Retirado do Cinema & Outras Artes em 22/03/12 do endereço:
http://cinemaeoutrasartes.blogspot.com.br/2012/03/visao-cultural-anacronica-caracteriza.html
Por Maurício Caleiro
A audiência pública de Ana de Hollanda na Comissão de Educação e Cultura (CEC) da Câmara dos Deputados, realizada ao final da manhã de hoje, dissipa qualquer eventual dúvida quando ao anacronismo de sua visão das relações entre cultura e internet.
Foi um espetáculo deprimente: ante arguidores em sua maioria anestesiados, desinteressados, a ministra da Cultura demonstrou não possuir os conhecimentos mínimos requeridos de um gestor cultural em sua posição, ostentando uma postura que choca pelo primarismo – expressado numa visão reducionista da cultura tão-somente enquanto produto cultural comercializável -, pelo conservadorismo – em contraste com o discurso da candidata Dilma – e, sobretudo, pelo atraso intelectual - ficou claro que as concepções de Ana quanto às relações entre produção cultural, mercado e internet apresentam uma defasagem de décadas e não se coadunam com os fluxos culturais que caracterizam o mundo contemporâneo.
A ministra afirmou temer pelo futuro da cultura brasileira devido à pirataria e à internet.

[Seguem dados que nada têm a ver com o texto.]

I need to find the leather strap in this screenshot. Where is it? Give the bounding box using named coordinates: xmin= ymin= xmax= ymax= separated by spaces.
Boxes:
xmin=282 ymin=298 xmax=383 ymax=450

Ou seja, para ela, a rede mundial de computadores, cujas imensas possibilidades de produção e circulação cultural são exaltadas por pesquisadores do porte de um Jesus Martín-Barbero, representa uma ameaça, e não um devir.
Foi constrangedor ouvir uma figura ligada a uma tradição familiar caracterizada pelo culto à inteligência e pela participação política progressista proferir uma visão a um tempo tão retrógrada, desinformada e, ao mesmo tempo, tão contrária ao bem coletivo e favorável ao lucro privado. A ministra deu mostras de confundir troca de arquivos pela web com furto e, assim, chamou veladamente tais internautas de ladrões.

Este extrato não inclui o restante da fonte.